Conclusione principale: Trezor e Tangem difficilmente potrebbero offrire risposte più diverse alla stessa domanda. Trezor è l'originale open source, un dispositivo USB gestito da desktop, verificabile fin nel firmware e considerato affidabile proprio per questo dal 2014. Tangem è una carta NFC senza seed e senza schermo, che non richiede di scrivere nulla, pensata per chi vuole che la conservazione offline abbia la semplicità di una carta contactless. La risposta breve e onesta è: scegli Trezor per la trasparenza e un flusso di lavoro da desktop, scegli Tangem per il minimalismo del tipo avvicina-e-fatto. Entrambi richiedono però un compromesso reale: Trezor una routine con cavo e computer, Tangem la portabilità della tua seed. Questa guida confronta i due prodotti in modo equilibrato, poi mostra come ELLIPAL Titan 2.0 e X Card soddisfino entrambe le esigenze senza questi compromessi.
Riferimento rapido
| Termine | Cosa significa |
|---|---|
| Firmware open source | Il codice del dispositivo è pubblicato, così i ricercatori indipendenti possono sottoporlo a verifica |
| Senza seed | Un wallet senza frase di recupero BIP39, in cui le chiavi sono legate alle carte del fornitore |
| Firma tramite NFC | Una carta firma avvicinandola a un telefono, con una radio passiva attiva solo durante l'avvicinamento |
| Air-gapped | Un wallet senza internet, Bluetooth, dati USB o NFC, che comunica solo tramite codice QR |
| Portabilità BIP39 | Una frase seed che ripristina il wallet su qualsiasi wallet compatibile di qualsiasi marca |
Trezor vs Tangem: il confronto onesto
Trezor è la scelta per la trasparenza. SatoshiLabs ha lanciato il primo hardware wallet nel 2014 e ne ha pubblicato il codice; da allora il firmware open source è l'identità del marchio. Chiunque può verificare ciò che esegue il dispositivo, una caratteristica che per molti possessori è la più importante. L'attuale linea Safe aggiunge un elemento sicuro certificato, mentre i modelli superiori offrono il backup Shamir per suddividere il ripristino in più parti; tutto funziona tramite Trezor Suite, principalmente su desktop, collegato con un cavo USB. I compromessi sono pratici: un flusso di lavoro basato su cavo e computer in un mondo sempre più orientato al telefono, un involucro in plastica e piccoli schermi integrati sui modelli classici.

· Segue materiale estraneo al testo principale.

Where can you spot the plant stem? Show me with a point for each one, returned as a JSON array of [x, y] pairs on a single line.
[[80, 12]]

Tangem è la scelta per la semplicità. È una carta NFC con chiavi custodite in un elemento sicuro EAL6+ e, nella modalità predefinita, non c'è alcuna frase seed: il backup consiste nelle altre carte del set, in genere due o tre che condividono una stessa chiave. Avvicina la carta al telefono, conferma nell'app e il gioco è fatto. I compromessi rispecchiano i vantaggi. L'assenza della seed significa che le chiavi sono legate alle carte Tangem, senza alcuna frase BIP39 da ripristinare altrove, quindi resti vincolato al fornitore per tutta la durata di quelle chiavi. Le carte non hanno schermo, perciò ogni transazione viene verificata sul telefono, e il set condivide un unico codice di accesso tra le sue carte.

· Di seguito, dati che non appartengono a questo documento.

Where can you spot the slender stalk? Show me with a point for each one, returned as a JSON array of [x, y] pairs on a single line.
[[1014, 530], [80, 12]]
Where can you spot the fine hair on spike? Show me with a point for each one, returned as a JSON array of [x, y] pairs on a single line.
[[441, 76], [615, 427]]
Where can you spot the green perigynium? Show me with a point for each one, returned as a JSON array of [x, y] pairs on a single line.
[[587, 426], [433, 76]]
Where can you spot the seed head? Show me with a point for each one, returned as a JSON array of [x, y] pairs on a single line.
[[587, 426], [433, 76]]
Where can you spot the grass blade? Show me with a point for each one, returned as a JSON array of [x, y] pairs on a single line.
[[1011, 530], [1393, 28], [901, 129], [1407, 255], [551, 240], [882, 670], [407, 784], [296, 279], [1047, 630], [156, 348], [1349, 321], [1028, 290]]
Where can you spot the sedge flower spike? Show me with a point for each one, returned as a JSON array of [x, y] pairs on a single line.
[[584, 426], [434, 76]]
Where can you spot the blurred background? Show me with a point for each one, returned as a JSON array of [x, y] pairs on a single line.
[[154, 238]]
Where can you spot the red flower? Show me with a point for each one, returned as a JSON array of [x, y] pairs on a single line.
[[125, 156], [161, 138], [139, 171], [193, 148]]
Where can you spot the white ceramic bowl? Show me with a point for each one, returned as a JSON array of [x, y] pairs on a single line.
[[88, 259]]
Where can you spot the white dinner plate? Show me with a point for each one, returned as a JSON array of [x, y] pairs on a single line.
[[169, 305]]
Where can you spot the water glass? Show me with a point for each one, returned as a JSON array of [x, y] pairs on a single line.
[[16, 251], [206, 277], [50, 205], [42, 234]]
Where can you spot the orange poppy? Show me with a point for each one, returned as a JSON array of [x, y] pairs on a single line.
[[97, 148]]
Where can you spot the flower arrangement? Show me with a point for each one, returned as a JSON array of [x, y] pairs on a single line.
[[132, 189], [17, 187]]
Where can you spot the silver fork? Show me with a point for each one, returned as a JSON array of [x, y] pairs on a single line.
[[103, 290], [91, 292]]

Il verdetto equo: questi due prodotti sono agli angoli opposti del mercato, massima verificabilità contro massima semplicità. Se sai quale di questi aspetti apprezzi di più, la scelta tra i due viene da sé.
A cosa ti chiede di rinunciare ciascuno
Il prezzo di Trezor è l’attrito. Il cavo, la suite desktop, lo schermo piccolo: un flusso di lavoro progettato attorno a un computer, mantenuto trasparente dal codice open source. Il prezzo di Tangem è l’impegno. Non dover scrivere nulla significa anche non avere nulla da portare con sé, poiché un wallet senza seed non può essere ripristinato su nessun altro marchio. Entrambi i prezzi sono ragionevoli per la persona giusta. Nessuno dei due è obbligatorio, ed è qui che la coppia ELLIPAL entra in questo confronto.

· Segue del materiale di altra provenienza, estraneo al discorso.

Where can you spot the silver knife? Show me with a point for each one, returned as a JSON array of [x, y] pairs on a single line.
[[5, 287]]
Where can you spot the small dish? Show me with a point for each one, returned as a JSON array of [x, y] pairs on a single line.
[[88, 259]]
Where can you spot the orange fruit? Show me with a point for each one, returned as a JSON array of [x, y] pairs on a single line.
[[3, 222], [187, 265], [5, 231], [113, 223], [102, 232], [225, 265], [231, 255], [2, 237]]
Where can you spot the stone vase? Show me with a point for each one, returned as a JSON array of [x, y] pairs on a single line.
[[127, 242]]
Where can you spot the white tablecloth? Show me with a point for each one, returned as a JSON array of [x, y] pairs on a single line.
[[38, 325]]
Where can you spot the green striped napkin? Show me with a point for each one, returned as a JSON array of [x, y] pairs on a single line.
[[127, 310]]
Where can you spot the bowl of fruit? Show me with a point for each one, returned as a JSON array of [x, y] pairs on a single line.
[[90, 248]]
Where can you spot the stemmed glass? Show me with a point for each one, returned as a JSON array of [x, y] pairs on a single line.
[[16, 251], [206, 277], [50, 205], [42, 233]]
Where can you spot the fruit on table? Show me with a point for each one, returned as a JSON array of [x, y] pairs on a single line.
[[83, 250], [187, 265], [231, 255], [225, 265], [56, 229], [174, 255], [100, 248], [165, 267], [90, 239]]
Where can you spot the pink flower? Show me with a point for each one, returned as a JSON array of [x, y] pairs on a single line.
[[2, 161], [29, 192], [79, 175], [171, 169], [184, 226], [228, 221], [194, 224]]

La terza opzione: ELLIPAL soddisfa entrambe le esigenze
ELLIPAL realizza un prodotto per ciascun lato di questa divisione, entrambi all’interno di un’unica ELLIPAL App basata sullo standard BIP39.
Se apprezzi la serietà di Trezor ma non vuoi il cavo, ELLIPAL Titan 2.0 è un cold wallet Air-gapped: nessun trasferimento dati via USB, nessun Bluetooth, firma tramite codice QR usando il telefono come finestra. Mostra l’intera transazione su un touchscreen da 4 pollici, più grande di qualsiasi display Trezor, ed è racchiuso in una custodia sigillata interamente in metallo, progettata per cancellare le chiavi memorizzate in caso di accesso forzato, mentre gli involucri di Trezor sono in plastica. Il flusso di lavoro è incentrato sul telefono senza mai collegarsi a quest’ultimo. Scopri come funziona la firma Air-gapped.
Se apprezzi il formato a carta di Tangem ma non vuoi essere vincolato al marchio, ELLIPAL X Card è un cold wallet NFC con lo stesso livello di chip EAL6+, con un’unica differenza che cambia tutto il resto: segue BIP39. Il seed viene generato offline su X Card Starter, conservi il backup scritto e puoi ripristinarlo su qualsiasi wallet compatibile di qualsiasi marchio. I set arrivano fino a 10 carte, ciascuna con un PIN indipendente, mentre le carte Tangem condividono una chiave e un codice. Semplicità della carta, senza vincoli verso il produttore. Il confronto diretto è in X Card vs Tangem.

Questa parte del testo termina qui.